Post Office confirms plans to find more retail partners for directly managed branches
Post Office added that “nearly half” of those 93 branches “have now successfully relocated into retail stores”.
In a statement issued by Post Office today, Roger Gale, Sales and Trade Marketing Director, said: “We’re committed to maintaining the Post Office’s special place on the high street and the changes we are making underpin our continued commitment to give communities in every part of the country access to essential services.
“The Post Office’s network of more than 11,600 branches is easily the largest in the UK, with 17 million customer visits a week. The vast majority of these branches are run with partners, and in the locations announced today we believe this will also be a more sustainable approach for the long term.
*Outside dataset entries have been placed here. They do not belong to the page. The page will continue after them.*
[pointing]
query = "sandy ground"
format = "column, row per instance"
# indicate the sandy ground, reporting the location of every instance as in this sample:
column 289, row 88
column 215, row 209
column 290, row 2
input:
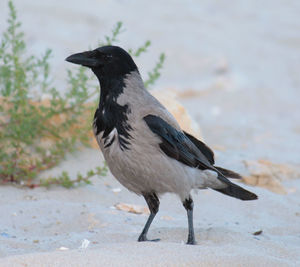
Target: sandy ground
column 236, row 67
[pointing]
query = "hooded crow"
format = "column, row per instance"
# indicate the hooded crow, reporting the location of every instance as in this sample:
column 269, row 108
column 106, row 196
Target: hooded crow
column 142, row 143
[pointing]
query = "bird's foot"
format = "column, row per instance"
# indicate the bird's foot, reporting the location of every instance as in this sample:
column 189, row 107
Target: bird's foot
column 191, row 241
column 143, row 238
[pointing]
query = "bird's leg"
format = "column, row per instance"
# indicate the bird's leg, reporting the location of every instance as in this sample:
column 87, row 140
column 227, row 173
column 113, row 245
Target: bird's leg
column 153, row 204
column 189, row 204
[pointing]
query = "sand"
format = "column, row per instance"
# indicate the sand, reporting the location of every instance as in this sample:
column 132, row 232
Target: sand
column 235, row 67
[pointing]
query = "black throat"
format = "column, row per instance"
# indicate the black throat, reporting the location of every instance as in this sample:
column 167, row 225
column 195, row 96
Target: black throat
column 110, row 114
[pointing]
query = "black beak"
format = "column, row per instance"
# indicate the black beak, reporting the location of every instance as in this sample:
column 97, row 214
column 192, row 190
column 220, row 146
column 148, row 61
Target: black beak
column 84, row 59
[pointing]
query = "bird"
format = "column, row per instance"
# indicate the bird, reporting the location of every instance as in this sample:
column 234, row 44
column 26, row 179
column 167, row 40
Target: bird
column 143, row 144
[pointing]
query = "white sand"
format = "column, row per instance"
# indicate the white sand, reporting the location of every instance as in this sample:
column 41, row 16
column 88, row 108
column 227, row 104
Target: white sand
column 244, row 59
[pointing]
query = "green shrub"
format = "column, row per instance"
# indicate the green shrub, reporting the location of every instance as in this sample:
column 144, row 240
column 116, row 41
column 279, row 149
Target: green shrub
column 36, row 133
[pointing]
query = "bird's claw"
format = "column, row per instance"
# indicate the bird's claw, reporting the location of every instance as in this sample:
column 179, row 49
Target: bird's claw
column 144, row 238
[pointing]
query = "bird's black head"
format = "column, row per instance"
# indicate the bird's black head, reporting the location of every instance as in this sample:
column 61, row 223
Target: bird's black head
column 105, row 61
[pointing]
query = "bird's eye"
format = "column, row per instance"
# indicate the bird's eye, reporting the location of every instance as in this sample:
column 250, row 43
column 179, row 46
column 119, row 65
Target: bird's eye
column 108, row 56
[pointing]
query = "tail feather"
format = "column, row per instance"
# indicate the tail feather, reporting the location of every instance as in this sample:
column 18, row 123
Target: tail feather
column 228, row 173
column 234, row 190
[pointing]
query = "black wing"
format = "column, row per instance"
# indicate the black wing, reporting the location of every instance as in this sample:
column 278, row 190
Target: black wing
column 193, row 153
column 177, row 145
column 207, row 152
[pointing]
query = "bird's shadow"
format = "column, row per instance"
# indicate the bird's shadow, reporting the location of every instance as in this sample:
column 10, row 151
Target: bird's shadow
column 210, row 235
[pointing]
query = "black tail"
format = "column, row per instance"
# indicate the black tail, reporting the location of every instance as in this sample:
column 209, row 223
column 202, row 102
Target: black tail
column 236, row 191
column 228, row 173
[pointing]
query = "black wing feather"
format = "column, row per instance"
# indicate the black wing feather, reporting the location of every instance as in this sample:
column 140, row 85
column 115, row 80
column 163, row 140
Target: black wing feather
column 208, row 153
column 194, row 153
column 176, row 144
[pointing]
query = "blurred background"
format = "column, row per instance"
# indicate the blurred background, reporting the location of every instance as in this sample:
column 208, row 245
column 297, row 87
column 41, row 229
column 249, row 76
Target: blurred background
column 237, row 61
column 234, row 65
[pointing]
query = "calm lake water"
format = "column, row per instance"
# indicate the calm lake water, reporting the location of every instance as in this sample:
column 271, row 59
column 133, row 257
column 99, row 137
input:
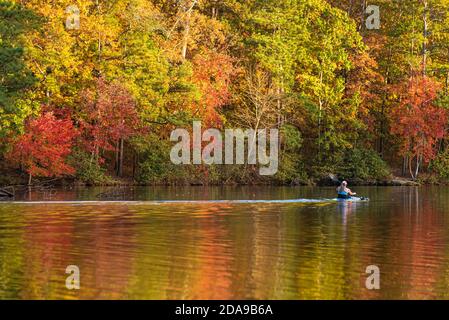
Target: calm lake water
column 213, row 250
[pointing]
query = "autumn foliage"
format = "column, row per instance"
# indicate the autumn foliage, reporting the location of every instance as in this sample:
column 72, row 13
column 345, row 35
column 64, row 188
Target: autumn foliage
column 43, row 149
column 418, row 121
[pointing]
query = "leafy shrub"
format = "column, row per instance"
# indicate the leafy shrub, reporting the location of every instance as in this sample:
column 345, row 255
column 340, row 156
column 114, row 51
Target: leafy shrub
column 362, row 164
column 88, row 170
column 440, row 165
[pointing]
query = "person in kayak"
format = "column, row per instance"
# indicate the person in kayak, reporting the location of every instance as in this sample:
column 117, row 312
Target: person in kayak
column 344, row 192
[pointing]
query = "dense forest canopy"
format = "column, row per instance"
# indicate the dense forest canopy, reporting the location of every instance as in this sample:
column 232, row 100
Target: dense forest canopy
column 91, row 89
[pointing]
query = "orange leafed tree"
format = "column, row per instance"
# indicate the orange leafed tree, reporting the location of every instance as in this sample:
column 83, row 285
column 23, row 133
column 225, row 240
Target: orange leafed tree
column 212, row 75
column 419, row 122
column 43, row 149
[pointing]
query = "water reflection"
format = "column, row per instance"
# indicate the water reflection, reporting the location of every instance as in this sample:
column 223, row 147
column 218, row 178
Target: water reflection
column 230, row 251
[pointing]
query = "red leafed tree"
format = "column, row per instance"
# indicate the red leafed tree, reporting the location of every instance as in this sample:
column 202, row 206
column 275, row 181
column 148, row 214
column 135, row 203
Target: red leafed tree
column 110, row 118
column 43, row 148
column 212, row 75
column 419, row 122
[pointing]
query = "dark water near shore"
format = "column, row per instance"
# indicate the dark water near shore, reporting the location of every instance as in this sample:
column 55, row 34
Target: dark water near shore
column 211, row 250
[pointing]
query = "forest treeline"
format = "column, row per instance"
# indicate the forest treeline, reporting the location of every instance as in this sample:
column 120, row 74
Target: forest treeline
column 91, row 89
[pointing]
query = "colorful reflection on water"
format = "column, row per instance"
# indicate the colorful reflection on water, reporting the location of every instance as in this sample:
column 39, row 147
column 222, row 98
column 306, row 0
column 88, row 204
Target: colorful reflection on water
column 228, row 250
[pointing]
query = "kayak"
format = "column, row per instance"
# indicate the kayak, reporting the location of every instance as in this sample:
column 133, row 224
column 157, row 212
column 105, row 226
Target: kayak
column 353, row 199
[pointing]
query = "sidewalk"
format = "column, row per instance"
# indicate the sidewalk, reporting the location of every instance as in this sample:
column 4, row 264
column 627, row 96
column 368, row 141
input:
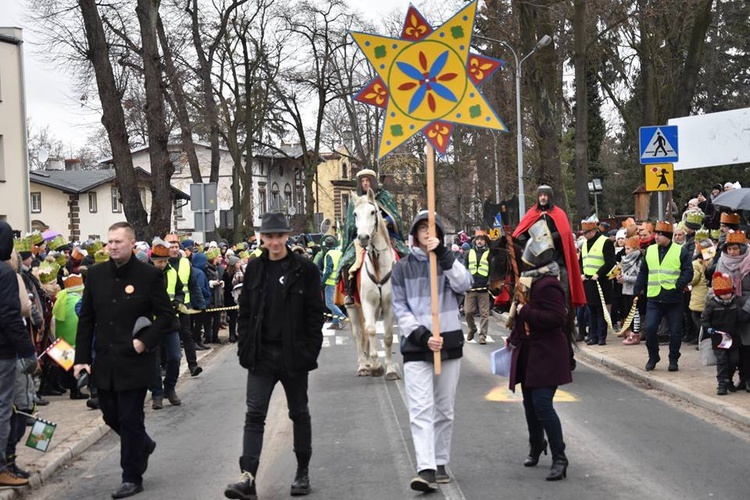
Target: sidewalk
column 78, row 428
column 693, row 382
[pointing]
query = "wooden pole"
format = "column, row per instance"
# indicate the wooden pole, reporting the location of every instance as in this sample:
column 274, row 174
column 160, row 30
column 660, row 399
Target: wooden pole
column 433, row 258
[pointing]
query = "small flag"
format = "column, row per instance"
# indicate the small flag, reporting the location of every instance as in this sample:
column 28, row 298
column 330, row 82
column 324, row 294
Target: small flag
column 62, row 353
column 41, row 434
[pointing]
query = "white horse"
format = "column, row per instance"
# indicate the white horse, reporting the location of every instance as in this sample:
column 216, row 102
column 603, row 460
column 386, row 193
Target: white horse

With consumer habits changing, and the high cost of maintaining premises in prime high street locations, franchising helps us to keep services where our customers want and need them.
“We will take time to identify the right partners over the coming months and all proposals will be subject to local consultation.
“Post Office has a strong record of supporting people through change and we will be keeping affected staff fully informed as we develop our plans.”
Click here to see more details about the 37 branches.
The transition to using more retail partners will bring a reduction in the number of directly-employed Post Office staff – and today’s announcement has not been welcomed by the union Unite.
In a statement sent to Post&Parcel today, Unite “branded another 139 redundancies together with the intention to franchise a further 37 Crown Post Offices as ‘another nail in the coffin’”.
Unite officer for the Post Office Brian Scott said: “What we have been saying for some time now is coming to pass – salami slicing of a much respected and valued national institution in pursuit of profit. The public will suffer as services are continually and systematically eroded.
“The Post Office announcement also includes the removal of financial service sales from the high street and for them to go online. This is a move away from its previous strategy of engaging face-to-face with customers.